Combining A+B and C may not be easy, but it is obvious. This is actually the main problem I see with software patents: idea C is "with a computer", and A+B is some existing invention. Newspapers - on a computer! Alarm clocks - on a computer! Bank transactions - on a computer! Sure it was hard to program them. It's still obvious. But if securing the bank transactions requires new innovations in security technology to glue the pieces together, those innovations could merit patent D. Does not and should not prevent anybody else from making their own secure bank transactions with a different security method because somebody got an A+B+C patent covering the obvious part.

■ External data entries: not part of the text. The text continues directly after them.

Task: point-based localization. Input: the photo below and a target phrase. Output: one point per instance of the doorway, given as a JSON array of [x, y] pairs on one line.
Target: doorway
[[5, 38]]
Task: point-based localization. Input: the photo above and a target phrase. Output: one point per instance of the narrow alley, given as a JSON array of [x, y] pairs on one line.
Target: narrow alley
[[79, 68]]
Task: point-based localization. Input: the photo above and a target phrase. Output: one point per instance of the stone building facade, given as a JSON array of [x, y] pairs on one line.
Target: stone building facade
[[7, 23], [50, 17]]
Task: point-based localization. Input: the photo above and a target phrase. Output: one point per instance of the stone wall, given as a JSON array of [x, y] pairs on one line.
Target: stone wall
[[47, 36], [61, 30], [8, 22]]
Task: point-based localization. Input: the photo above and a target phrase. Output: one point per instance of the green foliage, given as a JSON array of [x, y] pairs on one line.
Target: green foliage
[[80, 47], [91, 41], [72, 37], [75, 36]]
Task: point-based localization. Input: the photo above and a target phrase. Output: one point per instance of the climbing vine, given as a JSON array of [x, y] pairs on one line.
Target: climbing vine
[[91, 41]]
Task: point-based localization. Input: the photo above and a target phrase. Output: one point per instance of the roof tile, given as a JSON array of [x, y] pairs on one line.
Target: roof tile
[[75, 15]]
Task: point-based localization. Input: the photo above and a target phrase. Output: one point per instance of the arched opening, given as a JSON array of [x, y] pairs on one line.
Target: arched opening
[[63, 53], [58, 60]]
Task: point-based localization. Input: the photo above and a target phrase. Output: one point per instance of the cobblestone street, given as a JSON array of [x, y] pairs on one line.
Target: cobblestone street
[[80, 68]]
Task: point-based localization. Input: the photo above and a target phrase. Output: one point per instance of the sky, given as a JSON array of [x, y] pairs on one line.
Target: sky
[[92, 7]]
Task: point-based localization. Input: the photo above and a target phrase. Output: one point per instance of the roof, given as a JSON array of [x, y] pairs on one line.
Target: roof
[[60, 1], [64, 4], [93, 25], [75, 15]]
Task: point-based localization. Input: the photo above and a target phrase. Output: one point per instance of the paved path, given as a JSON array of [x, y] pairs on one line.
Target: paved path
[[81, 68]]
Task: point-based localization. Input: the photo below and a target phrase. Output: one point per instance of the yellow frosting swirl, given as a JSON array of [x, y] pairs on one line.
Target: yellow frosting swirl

Definitely, and that should be the answer to those:
"Alarm clock, on a computer!"
"That's obvious. Alarm clocks and computers both exist."
"But this was difficult because [intricate problem that's different with computer clocks] and we had to do [intricate solution]."
"Then put that in the patent claims."
Good patent examiners currently do that, but there's a bunch of terrible stuff out there.
Really not understanding your point about pharmaceuticals. How is the benzene ring different from "including a library or function in a program [which] should have an absolutely predictable result"?
Combine a program and a library and even before hitting compile, you should be able to tell exactly what the result is. Combine a benzene ring and a hydroxide compound and even if you done it at one position, move it someplace else and it could have the opposite effect. It's unpredictable.
I do agree though that pharmaceuticals are a bit different than other patent issues, but for a different reason: selling a drug requires round after round of expensive clinical trials because of the FDA. Without exclusivity, there may not be enough incentive for drug companies to pay for those trials if a generic manufacturer can reverse engineer the same drug and sell it on the cheap without paying for the trials. Maybe the FDA should have its own special exclusivity granting system so we can peel off one of the complications of patent law.
True. Pharmaceuticals don't really seem to mesh with patent law anyway - right now, a company will defend their patent application as I did above, saying that the result of any compound is absolutely unpredictable, so therefore, nothing is ever obvious in drugs... and then when they get the patent and some competitors makes a biosimilar drug, that first company will leap up and say it's just an obvious variation on the patent and is covered under the doctrine of equivalents.